Artikel 8: Vertegenwoordigers van politieke fracties uit de gemeenteraad

De Omgevingsraad nodigt voor iedere vergadering de leden van het College van Burgemeester en schepenen alsook alle politieke fracties in de gemeenteraad uit om één afgevaardigde aan te duiden, die zullen deelnemen aan de informatieve vragenronde van de vergadering.

De afgevaardigden kunnen aan de toelichting en de informatieve vragenronde deelnemen maar mogen de beraadslagingen en stemming niet bijwonen.

 

Artikel 9:Externe genodigden en deskundigen

De Omgevingsraad kan genodigden toelaten en de nodige instanties/personen/ betrokkenen uitnodigen voor een toelichting over een onderwerp. Zij/hij kunnen aan toelichtingen en de bespreking deelnemen maar mogen de stemming en beraadslaging niet bijwonen.

 

Artikel 10: De oproeping

De Omgevingsraad wordt bijeengeroepen door de voorzitter. 

De oproeping tot een vergadering geschiedt ten minste vijf kalenderdagen voor de zitting en gebeurt in beginsel digitaal via de secretaris van de Omgevingsraad. De oproeping vermeldt de agenda, datum, uur en plaats van de zitting. Bij de oproeping wordt voor de leden en de plaatsvervangende leden van de commissie het ontwerp van verslag van de vorige vergadering gevoegd wanneer dit nog niet digitaal werd goedgekeurd.

Van de oproepingsbrief wordt een afschrift gestuurd aan de vertegenwoordiger van elke politieke fractie in de gemeenteraad, aan het college van burgemeester en schepenen, en aan de eventueel uitgenodigde deskundigen. De vertegenwoordigers van de politieke fracties en het college van burgemeester en schepenen krijgen dezelfde stukken als de leden en de plaatsvervangende leden van de Omgevingsraad.

Van de Omgevingsraad-leden wordt verwacht dat zij niet enkel aanwezig zijn op de vergadering, maar ook actief deelnemen aan de vergaderingen, de beraadslagingen en het formuleren en motiveren van het uiteindelijke advies.

Voor de leden en de plaatsvervangende leden is, vanaf de dag van het versturen van de oproepingen, per punt van de agenda, de volledige bundel digitaal ter inzage. De niet digitale bundel, bijvoorbeeld voor stukken die auteursrechtelijk beschermd zijn, is ter inzage tijdens de openingsuren van de administratieve diensten, op het ter beschikking gestelde secretariaat of bij de secretaris van de Omgevingsraad.
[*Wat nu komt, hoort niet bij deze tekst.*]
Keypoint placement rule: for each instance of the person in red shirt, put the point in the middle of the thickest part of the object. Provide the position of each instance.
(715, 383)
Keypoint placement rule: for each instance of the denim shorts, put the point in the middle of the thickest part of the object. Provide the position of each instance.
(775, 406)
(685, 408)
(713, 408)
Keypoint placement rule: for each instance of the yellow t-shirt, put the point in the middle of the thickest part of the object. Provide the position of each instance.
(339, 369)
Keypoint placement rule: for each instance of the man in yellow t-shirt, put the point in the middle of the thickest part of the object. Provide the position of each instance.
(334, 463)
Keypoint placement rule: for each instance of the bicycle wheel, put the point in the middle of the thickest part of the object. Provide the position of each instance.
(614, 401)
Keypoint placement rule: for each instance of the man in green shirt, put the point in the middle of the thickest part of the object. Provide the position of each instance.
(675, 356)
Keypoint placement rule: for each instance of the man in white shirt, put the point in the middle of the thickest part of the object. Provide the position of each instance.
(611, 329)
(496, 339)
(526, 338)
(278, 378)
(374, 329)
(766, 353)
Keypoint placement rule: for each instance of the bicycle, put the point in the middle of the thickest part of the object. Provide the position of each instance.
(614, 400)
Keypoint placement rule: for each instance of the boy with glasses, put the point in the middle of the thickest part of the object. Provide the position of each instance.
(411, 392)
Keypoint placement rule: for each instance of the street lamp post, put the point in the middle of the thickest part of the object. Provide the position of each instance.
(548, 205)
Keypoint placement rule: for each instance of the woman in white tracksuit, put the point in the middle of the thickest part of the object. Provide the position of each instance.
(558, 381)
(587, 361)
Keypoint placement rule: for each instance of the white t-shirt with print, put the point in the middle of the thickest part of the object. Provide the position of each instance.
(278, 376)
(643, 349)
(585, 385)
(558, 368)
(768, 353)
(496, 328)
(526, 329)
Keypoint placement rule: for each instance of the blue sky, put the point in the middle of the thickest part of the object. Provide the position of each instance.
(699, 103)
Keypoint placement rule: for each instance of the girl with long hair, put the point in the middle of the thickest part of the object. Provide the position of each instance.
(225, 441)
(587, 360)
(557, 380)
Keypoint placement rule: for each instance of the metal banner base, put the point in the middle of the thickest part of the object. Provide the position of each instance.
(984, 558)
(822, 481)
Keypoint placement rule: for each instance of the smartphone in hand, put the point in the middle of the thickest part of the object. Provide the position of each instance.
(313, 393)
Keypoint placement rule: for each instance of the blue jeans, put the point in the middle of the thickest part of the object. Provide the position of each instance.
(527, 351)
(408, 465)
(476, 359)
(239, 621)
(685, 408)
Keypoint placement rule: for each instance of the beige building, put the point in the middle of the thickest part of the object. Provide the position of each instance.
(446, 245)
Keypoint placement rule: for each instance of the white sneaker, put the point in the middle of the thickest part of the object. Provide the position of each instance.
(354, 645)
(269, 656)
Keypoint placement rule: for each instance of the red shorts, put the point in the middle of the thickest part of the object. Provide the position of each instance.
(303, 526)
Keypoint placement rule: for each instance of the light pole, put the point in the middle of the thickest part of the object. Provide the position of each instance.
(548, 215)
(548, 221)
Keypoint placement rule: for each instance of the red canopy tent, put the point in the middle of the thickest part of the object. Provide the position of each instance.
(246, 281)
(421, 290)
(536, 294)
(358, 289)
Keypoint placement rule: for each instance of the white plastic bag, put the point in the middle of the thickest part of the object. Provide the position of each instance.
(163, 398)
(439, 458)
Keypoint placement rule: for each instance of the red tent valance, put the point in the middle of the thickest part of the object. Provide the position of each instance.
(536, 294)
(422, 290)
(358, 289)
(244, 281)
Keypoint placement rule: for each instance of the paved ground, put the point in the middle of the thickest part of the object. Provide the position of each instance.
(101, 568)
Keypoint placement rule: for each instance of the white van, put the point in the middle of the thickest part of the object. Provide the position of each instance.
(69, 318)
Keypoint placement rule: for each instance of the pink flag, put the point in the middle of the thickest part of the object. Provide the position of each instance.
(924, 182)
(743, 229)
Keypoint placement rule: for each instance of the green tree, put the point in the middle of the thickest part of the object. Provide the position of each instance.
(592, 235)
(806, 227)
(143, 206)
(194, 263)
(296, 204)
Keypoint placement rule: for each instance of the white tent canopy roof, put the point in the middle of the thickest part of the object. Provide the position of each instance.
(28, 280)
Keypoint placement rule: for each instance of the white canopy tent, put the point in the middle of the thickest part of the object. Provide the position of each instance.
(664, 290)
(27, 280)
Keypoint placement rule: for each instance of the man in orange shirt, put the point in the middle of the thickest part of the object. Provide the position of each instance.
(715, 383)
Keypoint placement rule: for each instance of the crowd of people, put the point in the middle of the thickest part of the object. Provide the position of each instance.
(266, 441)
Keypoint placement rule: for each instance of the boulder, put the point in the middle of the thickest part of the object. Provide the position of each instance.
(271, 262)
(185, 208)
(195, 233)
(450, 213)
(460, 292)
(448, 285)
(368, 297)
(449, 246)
De leden en de plaatsvervangende leden hebben recht op informatie van die stukken en documenten die verband houden met de bevoegdheid van de Omgevingsraad, voor zover dit niet door andere wetgeving wordt verhinderd.

 

Artikel 11: De agenda

De voorzitter stelt de agenda vast in samenspraak met de secretaris.

Indien een lid een punt op de agenda wenst te plaatsen, dan dient dit te gebeuren vóór de oproeping tot de vergadering en dient het bedoeld agendapunt aangevuld te zijn met een behoorlijke motivering. Hij/zij richt zich hiervoor tot de voorzitter.

Als een lid echter, na een oproeping te hebben ontvangen, toch nog bij hoogdringendheid een punt besproken wenst te zien in de aangekondigde vergadering, dan dient hij/zij dit op schriftelijk gemotiveerde basis kenbaar te maken aan de voorzitter, uiterlijk drie kalenderdagen voor de dag van de zitting.

Een punt dat niet op de agenda voorkomt, mag niet in bespreking worden gebracht, behalve in spoedeisende gevallen. Tot spoedbehandeling kan slechts ter zitting worden besloten door tenminste twee derde van de zitting hebbende leden. De namen van die leden worden in de notulen vermeld.

 

Artikel 12: De vergaderingen

De vergadering bestaat uit twee delen: enerzijds een openbare zitting (informatief gedeelte) en een besloten zitting (beraadslaging en de adviesopbouw). Het informatieve gedeelte is openbaar, enkel de beraadslaging is in gesloten zitting. De vergaderingen van de Omgevingsraad kunnen openbaar gehouden worden indien bij de start van de beraadslaging daartoe beslist wordt met een twee derde meerderheid van stemgerechtigde commissieleden.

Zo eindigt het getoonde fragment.